Todas las noches una fila de 500 personas velaban afuera de la embajada de Estados Unidos, tratando de conseguir una green card que les permitiera escapar de uno de los tres países más pobres del hemisferio, junto con Haití y Nicaragua.

San Pedro Sula cumplía el rol de “ciudad blanca”. El mismo que asume Santa Cruz en Bolivia y Arequipa en Perú. Verduras de un clima más tropical y algunas mansiones con panderetas XL. El lugar que la elite local considera a duras penas vivible, pero que tiene que abandonar de mala gana para gobernar y hacer negocios en Tegucigalpa.

La base aérea en el corazón del país, el centro de operaciones de la Fuerza de Tareas Bravo del Comando Sur gringo, es un ícono del sumiso rol que Honduras tuvo en la historia reciente de Centroamérica. Peón bien alineado de Washington, centro de operaciones de la Contra nicaragüense y eterna república bananera, con niveles de soberanía bastante tenues.

Recuerdo una conversación que se alargó hasta el infinito.

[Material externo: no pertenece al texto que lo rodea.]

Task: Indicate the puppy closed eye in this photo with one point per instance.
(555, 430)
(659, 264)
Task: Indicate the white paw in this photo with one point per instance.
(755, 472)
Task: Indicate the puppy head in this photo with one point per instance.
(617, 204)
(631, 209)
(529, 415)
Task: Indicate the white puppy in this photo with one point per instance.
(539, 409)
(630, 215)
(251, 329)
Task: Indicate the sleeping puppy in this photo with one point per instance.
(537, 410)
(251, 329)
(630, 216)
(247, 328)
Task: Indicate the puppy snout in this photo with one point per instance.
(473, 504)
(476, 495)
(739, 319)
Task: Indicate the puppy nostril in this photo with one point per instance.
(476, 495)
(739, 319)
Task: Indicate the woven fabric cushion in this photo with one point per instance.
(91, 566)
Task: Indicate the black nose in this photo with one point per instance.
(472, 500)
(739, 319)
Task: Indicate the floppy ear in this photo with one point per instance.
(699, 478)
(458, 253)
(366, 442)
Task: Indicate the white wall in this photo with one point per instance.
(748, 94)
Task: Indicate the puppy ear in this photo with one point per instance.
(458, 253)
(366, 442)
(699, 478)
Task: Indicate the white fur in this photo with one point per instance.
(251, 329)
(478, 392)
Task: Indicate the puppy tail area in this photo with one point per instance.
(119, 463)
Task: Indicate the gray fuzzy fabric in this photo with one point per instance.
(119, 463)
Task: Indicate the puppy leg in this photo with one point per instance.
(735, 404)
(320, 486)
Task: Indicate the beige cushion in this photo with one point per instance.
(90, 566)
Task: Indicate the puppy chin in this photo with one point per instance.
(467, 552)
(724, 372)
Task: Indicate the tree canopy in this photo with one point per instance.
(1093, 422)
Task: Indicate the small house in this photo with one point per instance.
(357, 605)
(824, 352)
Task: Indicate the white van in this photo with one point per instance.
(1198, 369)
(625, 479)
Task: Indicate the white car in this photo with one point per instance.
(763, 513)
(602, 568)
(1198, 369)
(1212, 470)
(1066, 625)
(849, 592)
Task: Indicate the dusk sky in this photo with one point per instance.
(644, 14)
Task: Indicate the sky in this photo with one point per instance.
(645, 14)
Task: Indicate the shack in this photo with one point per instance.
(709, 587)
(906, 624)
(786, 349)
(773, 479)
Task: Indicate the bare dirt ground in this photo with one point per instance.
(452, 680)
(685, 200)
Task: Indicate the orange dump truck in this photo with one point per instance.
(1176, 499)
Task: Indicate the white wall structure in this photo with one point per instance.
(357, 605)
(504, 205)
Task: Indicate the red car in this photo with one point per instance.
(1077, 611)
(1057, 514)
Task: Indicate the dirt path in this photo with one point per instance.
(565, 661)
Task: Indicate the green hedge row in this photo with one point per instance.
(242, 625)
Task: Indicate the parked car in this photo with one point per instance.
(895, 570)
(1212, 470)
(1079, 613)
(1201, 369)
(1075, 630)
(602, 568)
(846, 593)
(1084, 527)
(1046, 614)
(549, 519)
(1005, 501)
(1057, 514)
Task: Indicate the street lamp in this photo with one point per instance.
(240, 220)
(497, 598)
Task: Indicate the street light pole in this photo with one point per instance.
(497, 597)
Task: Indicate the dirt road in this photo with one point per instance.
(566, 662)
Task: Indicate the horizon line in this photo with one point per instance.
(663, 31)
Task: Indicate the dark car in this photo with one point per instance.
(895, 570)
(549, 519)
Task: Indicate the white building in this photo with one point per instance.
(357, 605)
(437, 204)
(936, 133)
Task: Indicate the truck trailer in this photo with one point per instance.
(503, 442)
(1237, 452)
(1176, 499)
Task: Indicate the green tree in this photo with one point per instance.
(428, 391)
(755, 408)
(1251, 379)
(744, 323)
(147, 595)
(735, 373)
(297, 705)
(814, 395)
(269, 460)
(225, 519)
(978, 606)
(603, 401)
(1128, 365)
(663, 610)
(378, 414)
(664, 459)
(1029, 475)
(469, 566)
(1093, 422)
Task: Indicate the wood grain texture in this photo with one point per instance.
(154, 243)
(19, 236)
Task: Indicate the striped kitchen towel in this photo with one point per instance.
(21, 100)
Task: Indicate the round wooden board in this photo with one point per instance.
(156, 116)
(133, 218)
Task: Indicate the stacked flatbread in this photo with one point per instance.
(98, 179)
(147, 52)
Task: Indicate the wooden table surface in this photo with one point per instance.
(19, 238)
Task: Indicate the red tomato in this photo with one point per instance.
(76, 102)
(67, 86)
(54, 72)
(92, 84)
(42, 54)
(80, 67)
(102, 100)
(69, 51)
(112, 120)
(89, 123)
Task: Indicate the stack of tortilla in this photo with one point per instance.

El viejo, en un paradero rural, me preguntaba de dónde venía. “¿De los Estados?” Claro, no es que debiera saber qué era Chile. Pero para él no existía nada aparte de Hoduras y los “Estados”. Los Estados Unidos. Entonces, forzosamente Chile debía ser una porción de ese país externo único. No había escuchado de Nicaragua, El Salvador, Guatemala o México, solo de los Estados. Como la serpiente hindú que rodea el mundo. Honduras se encontraba así, circundada por una banana con un autoadhesivo de Chiquita y por Estados Unidos.